И сам не зная почему – наверное, потому, что они только что пережили вместе что-то совершенно невообразимое, – Ральф направился за ней, сначала – просто быстрым шагом, потом – бегом, а потом – сломя голову.
Но бежал он недолго. Сперва что-то кольнуло в левом боку, потом – в груди. Он остановился на пересечении двух дорожек и наклонился вперед, упершись руками о ноги. Пот застилал глаза и щипался, как слезы. Ральф тяжело дышал, размышляя о том, так ли у него болело в левом боку, когда он учился в школе, или это было начало сердечного приступа.
Но уже через полминуты боль начала проходить, так что, наверное, это была просто колика. И тем не менее тезис Макговерна подтвердился. Дай я тебе кое-что скажу, Ральф. В нашем возрасте умственные расстройства – обычное дело! В нашем возрасте это вполне нормально. Ральф не знал, правда это или нет, но он хорошо понимал, что времена, когда он принимал участие в марафонских забегах штата, закончились лет пятьдесят назад и что эта гонка за Розали была глупой и даже опасной. Если бы у него все же случился сердечный приступ, наверняка он был бы не первым и не последним старым пердуном, который был бы наказан коронарным тромбозом за то, что слишком разволновался и забыл, что когда твои восемнадцать лет уходят, они уходят уже навсегда.

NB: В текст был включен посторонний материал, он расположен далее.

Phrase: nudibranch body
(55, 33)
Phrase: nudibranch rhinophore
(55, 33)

Боль почти утихла, и вроде как даже дыхание восстановилось, но в ногах по-прежнему была слабость. Казалось, шагни он сейчас вперед – и ноги сложатся в коленях, и он грохнется прямо на дорожку. Ральф огляделся в поисках ближайшей скамейки и увидел такое, что сразу заставило его забыть о бродячих собаках, трясущихся ногах и даже вероятном сердечном приступе. Ближайшая скамейка была в сороках футах слева, на вершине маленькой насыпи. На этой скамейке сидела Луиза Чесс в своем красивом синем плаще и горько рыдала – так, словно ее сердце разрывалось на части.
1– Что случилось, Луиза?
Она подняла на него глаза, и Ральфу тут же вспомнился спектакль в театре Пенобскот в Бангоре, куда он водил Каролину восемь или девять лет назад. Среди персонажей пьесы были и мертвецы, поэтому весь их грим состоял из белой пудры и темных кругов под глазами, которые олицетворяли глубокие пустые глазницы.
Но потом у него возникла другая ассоциация, которая была куда проще: енот.
Либо эти мысли отразились у него на лице, либо Луиза сама поняла, что выглядит она, мягко говоря, неважно. Но как бы там ни было, она отвернулась, покопалась в своей сумочке, а потом просто закрыла руками лицо.
– Уходи Ральф, хорошо? – попросила она тонким срывающимся голосом. – Я себя плохо чувствую.
При других обстоятельствах Ральф так бы и поступил: ушел, чувствуя себя немного виноватым за то, что увидел ее с расплывшейся тушью – как бы беззащитной и слабой. Но это при других обстоятельствах, а сейчас Ральф решил, что не уйдет. По крайней мере не сразу. Во-первых, он все еще чувствовал тот другой, странный мир, другой странный Дерри – он был совсем рядом. Но была и другая причина, куда более прозаичная. Ему очень не нравилось, что Луиза, всегда такая веселая и беззаботная, будет сидеть тут совсем одна и заливаться слезами.
– Что случилось, Луиза?
– Я просто плохо себя чувствую! – закричала она. – Оставь меня в покое!
Луиза снова закрыла лицо руками. Ее спина содрогалась, рукава ее синего пальто дрожали, и Ральфу вдруг вспомнилась Розали, когда лысый доктор орал на нее, чтобы она перешла через улицу и подошла к нему: несчастное, испуганное до смерти существо.
Ральф присел на скамейку рядом с Луизой, обнял ее и прижал к себе. Она не сопротивлялась, но была вся какая-то напряженная… как будто ей внутрь насовали негнущейся проволоки.